问题
I have pyspark dataframe with a column named Filters: "array>"
I want to save my dataframe in csv file, for that i need to cast the array to string type.
I tried to cast it: DF.Filters.tostring()
and DF.Filters.cast(StringType())
, but both solutions generate error message for each row in the columns Filters:
org.apache.spark.sql.catalyst.expressions.UnsafeArrayData@56234c19
The code is as follows
from pyspark.sql.types import StringType
DF.printSchema()
|-- ClientNum: string (nullable = true)
|-- Filters: array (nullable = true)
|-- element: struct (containsNull = true)
|-- Op: string (nullable = true)
|-- Type: string (nullable = true)
|-- Val: string (nullable = true)
DF_cast = DF.select ('ClientNum',DF.Filters.cast(StringType()))
DF_cast.printSchema()
|-- ClientNum: string (nullable = true)
|-- Filters: string (nullable = true)
DF_cast.show()
| ClientNum | Filters
| 32103 | org.apache.spark.sql.catalyst.expressions.UnsafeArrayData@d9e517ce
| 218056 | org.apache.spark.sql.catalyst.expressions.UnsafeArrayData@3c744494
Sample JSON data:
{"ClientNum":"abc123","Filters":[{"Op":"foo","Type":"bar","Val":"baz"}]}
Thanks !!
回答1:
I created a sample JSON dataset to match that schema:
{"ClientNum":"abc123","Filters":[{"Op":"foo","Type":"bar","Val":"baz"}]}
select(s.col("ClientNum"),s.col("Filters").cast(StringType)).show(false)
+---------+------------------------------------------------------------------+
|ClientNum|Filters |
+---------+------------------------------------------------------------------+
|abc123 |org.apache.spark.sql.catalyst.expressions.UnsafeArrayData@60fca57e|
+---------+------------------------------------------------------------------+
Your problem is best solved using the explode() function which flattens an array, then the star expand notation:
s.selectExpr("explode(Filters) AS structCol").selectExpr("structCol.*").show()
+---+----+---+
| Op|Type|Val|
+---+----+---+
|foo| bar|baz|
+---+----+---+
To make it a single column string separated by commas:
s.selectExpr("explode(Filters) AS structCol").select(F.expr("concat_ws(',', structCol.*)").alias("single_col")).show()
+-----------+
| single_col|
+-----------+
|foo,bar,baz|
+-----------+
Explode Array reference: Flattening Rows in Spark
Star expand reference for "struct" type: How to flatten a struct in a spark dataframe?
回答2:
For me in Pyspark the function to_json() did the job.

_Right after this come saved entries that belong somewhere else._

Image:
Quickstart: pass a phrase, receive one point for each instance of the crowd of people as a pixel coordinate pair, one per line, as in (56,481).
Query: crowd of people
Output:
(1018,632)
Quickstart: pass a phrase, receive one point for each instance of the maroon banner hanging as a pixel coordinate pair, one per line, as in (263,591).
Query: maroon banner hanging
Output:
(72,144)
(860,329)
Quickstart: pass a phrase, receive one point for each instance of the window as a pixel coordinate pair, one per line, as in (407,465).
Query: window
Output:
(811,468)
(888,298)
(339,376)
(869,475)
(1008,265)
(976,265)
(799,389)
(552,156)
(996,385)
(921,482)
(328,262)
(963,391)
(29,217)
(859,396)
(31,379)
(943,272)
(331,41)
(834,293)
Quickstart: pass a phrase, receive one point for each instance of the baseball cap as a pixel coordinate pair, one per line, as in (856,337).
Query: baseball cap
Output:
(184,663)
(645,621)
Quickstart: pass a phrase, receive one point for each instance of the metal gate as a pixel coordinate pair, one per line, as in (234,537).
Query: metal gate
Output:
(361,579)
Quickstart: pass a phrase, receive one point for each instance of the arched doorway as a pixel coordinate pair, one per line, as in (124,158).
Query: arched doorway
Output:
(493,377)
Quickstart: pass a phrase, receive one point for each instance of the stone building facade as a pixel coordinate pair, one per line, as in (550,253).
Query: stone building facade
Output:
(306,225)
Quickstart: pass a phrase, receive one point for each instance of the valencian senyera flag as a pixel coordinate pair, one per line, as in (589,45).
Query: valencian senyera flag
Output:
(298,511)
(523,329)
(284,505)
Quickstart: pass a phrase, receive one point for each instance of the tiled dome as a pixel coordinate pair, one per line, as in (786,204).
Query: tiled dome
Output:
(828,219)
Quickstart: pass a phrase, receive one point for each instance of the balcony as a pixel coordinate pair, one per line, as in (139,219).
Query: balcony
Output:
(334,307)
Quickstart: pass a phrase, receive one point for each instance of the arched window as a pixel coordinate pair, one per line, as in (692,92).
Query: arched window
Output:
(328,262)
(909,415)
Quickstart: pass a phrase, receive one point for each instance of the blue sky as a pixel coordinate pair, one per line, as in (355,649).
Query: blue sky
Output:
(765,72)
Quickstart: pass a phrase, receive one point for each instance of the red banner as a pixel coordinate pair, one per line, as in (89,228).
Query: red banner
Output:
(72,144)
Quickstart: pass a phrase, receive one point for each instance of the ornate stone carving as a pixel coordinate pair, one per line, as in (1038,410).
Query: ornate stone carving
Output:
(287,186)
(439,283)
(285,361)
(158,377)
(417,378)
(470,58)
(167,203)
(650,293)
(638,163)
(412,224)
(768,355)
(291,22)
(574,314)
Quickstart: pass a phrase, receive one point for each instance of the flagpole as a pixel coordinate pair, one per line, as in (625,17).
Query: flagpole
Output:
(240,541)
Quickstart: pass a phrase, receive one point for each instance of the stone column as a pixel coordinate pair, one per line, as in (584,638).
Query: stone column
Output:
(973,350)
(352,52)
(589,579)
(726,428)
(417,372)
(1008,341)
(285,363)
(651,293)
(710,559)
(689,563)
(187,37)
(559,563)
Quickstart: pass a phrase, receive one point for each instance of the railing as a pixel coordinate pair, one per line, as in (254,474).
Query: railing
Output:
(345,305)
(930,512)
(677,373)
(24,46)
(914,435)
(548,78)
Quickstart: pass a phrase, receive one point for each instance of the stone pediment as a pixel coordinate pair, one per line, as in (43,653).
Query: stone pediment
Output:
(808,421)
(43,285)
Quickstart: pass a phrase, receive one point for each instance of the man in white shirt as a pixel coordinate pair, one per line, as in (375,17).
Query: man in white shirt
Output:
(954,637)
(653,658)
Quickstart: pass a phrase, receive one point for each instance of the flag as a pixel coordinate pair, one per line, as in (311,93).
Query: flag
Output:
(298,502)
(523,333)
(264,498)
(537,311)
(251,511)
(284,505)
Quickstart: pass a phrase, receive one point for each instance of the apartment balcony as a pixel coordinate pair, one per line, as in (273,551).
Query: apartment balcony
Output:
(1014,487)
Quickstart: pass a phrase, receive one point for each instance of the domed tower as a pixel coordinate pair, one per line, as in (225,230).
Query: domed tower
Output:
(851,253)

As a plus compared to the simple casting to String, it keeps the "struct keys" as well (not only the "struct values"). So for the reported example I would have something like:
[{"Op":"foo","Type":"bar","Val":"baz"}]
This was much more useful to me since that I had to write results to a Postgres table. In this format I can easily use supported JSON functions in Postgres
回答3:
You can try this:
DF = DF.withColumn('Filters', DF.Filters.cast("string"))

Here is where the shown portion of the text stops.